Thomas was turned on to the RV luxury brand by Bernie Little, the flamboyantly wealthy owner of the Miss Budweiser hydroplane racing boat. Little had owned 20 to 25 custom motor coaches over the years, Thomas told C-SPAN in 2001.
Back in those days, a basic Prevost Marathon sold for about $1 million and could fetch far more depending on the bells and whistles.
At the time, the Thomases’ primary source of income was the justice’s salary, then $167,900. He had yet to sell his autobiography, and property and other records show that the couple had significant debt: They had purchased their house in 1992 for $552,000 with 5% down, then refinanced it two years later, taking out a 15-year mortgage of $496,000. Plus, they had at least one line of credit of $15,000 to $50,000.
So, in Thomas’ telling, he began searching for a used Prevost at Little’s suggestion, one with enough miles on it to depreciate the value. “The depreciation curve – it’s very steep,” he made a point of saying in the 2001 C-SPAN interview.
The title history documents reviewed by the Times show that when the motor coach was sold for $267,230 to the Thomases in 1999, it had 93,618 miles on it. It came equipped with plush leather seating, a kitchen, a bathroom and a bedroom. In addition to its orange flame motif, it had a large Pegasus painted on the back, according to Jason Mang, the step-grandson of the previous owner, Bonnie Owenby.
“It was superluxury, really bougie,” he recalled.
On Nov. 19, 1999, after spotting the motor coach on the lot of Desert West Coach in Phoenix and putting a hold on it, Thomas attended a dinner at the conservative Goldwater Institute.

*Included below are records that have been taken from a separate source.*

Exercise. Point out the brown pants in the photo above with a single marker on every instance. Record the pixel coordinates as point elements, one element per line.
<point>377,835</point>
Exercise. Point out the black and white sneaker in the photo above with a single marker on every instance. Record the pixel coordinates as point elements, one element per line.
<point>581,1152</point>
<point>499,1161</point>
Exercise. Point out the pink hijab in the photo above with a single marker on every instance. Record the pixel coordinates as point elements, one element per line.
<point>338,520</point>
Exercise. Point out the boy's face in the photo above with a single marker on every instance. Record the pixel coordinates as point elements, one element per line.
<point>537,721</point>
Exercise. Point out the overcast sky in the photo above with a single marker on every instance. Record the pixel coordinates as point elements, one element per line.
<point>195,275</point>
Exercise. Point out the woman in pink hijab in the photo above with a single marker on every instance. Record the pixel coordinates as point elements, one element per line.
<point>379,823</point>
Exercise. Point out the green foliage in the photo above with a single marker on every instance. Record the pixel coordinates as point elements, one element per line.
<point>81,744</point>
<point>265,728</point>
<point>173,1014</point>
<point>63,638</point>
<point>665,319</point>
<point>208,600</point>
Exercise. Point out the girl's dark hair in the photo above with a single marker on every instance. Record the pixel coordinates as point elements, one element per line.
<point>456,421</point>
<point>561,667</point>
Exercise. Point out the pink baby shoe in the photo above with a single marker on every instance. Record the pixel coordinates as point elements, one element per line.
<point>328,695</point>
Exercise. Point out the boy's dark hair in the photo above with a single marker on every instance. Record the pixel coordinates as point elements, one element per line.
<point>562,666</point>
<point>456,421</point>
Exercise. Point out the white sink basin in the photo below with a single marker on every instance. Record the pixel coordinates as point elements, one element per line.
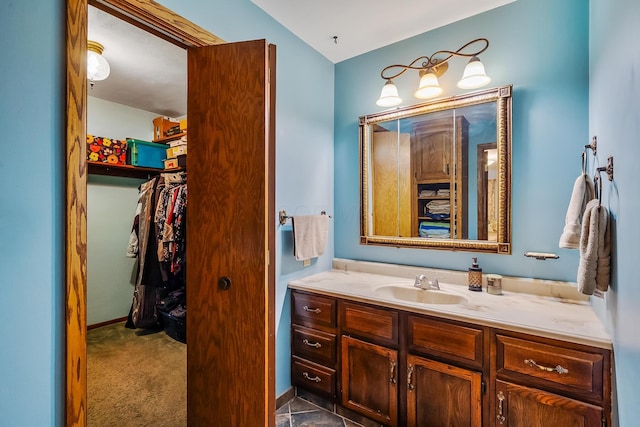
<point>413,294</point>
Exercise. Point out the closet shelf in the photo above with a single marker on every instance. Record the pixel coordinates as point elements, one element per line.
<point>165,139</point>
<point>127,171</point>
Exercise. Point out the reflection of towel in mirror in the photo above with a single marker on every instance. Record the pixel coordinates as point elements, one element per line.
<point>309,235</point>
<point>583,191</point>
<point>595,250</point>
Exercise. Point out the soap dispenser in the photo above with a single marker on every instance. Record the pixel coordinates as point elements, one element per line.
<point>475,276</point>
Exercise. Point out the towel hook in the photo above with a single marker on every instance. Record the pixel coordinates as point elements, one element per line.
<point>594,145</point>
<point>597,179</point>
<point>283,217</point>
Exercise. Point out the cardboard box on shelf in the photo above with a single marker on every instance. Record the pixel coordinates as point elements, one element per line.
<point>146,154</point>
<point>173,152</point>
<point>106,150</point>
<point>164,127</point>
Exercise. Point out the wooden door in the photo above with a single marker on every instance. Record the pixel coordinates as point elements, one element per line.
<point>391,172</point>
<point>230,278</point>
<point>518,406</point>
<point>369,380</point>
<point>441,395</point>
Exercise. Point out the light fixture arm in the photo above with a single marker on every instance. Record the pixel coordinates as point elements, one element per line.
<point>439,66</point>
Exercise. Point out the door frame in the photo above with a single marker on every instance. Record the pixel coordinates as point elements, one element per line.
<point>164,23</point>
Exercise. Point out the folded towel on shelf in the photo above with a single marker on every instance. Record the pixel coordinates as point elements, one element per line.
<point>309,235</point>
<point>439,206</point>
<point>439,230</point>
<point>595,250</point>
<point>583,192</point>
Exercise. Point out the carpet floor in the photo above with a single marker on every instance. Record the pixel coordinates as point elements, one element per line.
<point>135,378</point>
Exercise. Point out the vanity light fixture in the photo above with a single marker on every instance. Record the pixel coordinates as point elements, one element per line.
<point>97,66</point>
<point>430,68</point>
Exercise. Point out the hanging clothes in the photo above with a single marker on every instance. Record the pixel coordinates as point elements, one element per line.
<point>161,202</point>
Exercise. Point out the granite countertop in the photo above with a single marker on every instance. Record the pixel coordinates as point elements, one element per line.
<point>571,320</point>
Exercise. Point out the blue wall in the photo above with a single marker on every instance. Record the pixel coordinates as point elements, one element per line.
<point>31,212</point>
<point>614,116</point>
<point>539,46</point>
<point>31,215</point>
<point>304,139</point>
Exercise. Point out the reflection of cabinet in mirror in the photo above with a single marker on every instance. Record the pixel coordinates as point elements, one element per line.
<point>439,186</point>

In a speech that night, he said he had never yearned to be a federal judge. “Pure and simple, I wanted to be rich,” he said.

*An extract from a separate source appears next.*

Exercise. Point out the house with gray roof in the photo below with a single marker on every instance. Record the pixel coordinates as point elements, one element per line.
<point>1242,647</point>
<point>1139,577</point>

Wayne Mullis, the owner of the now-defunct Desert West, said in an interview that Thomas never discussed obtaining traditional financing with him, and that “as far as I know, he paid for it.”
While the terms of Welters’ loan to Thomas are unclear, rules governing loans of more than $10,000 between friends and family are not.
Loans can be reclassified as gifts or income to the borrower, either of which would have to be reported by the justice under court disclosure rules, if any portion of the debt is forgiven or discharged as uncollectable. But even if a lender does not take those steps, a loan can still be considered a reportable gift or income if it doesn’t meet certain standards.
Loan terms should be spelled out in a written agreement, with a clearly defined, regular repayment schedule, tax experts said. Lenders must charge at least the applicable federal interest rate, which was a little over 6% in December 1999, when the deal to buy the motor coach closed. And if a borrower is in arrears, lenders must make a good-faith effort to collect, even to the point of going to court.
“Absent that, it’s more of a gift,” said Rich Lahijani, tax director of Edelman Financial Engines, an independent wealth planning and investment advisory firm.
The title history records held by the Virginia Department of Motor Vehicles do not contain detailed information about the loan itself. What they show is that when the Thomases drove their motor coach back home to Virginia, they registered it in Prince William County, which does not charge personal property tax on RVs stored there, unlike Fairfax County, where they live.
And as of late last month, when the Times reviewed the records, they still listed Welters as the lien holder, notwithstanding the signed release he said he gave Thomas in 2008 so he could obtain a new, clear title.
Welters said he could not explain why he was still listed as the holder of the lien. After he gave Thomas the paperwork, he said, “I don’t know what process the borrower should have followed.” (To clear the title, the paperwork should have been brought to the DMV, where the lien release would have been recorded and a replacement title issued.) As for Thomas, that was among the matters he declined to discuss with the Times.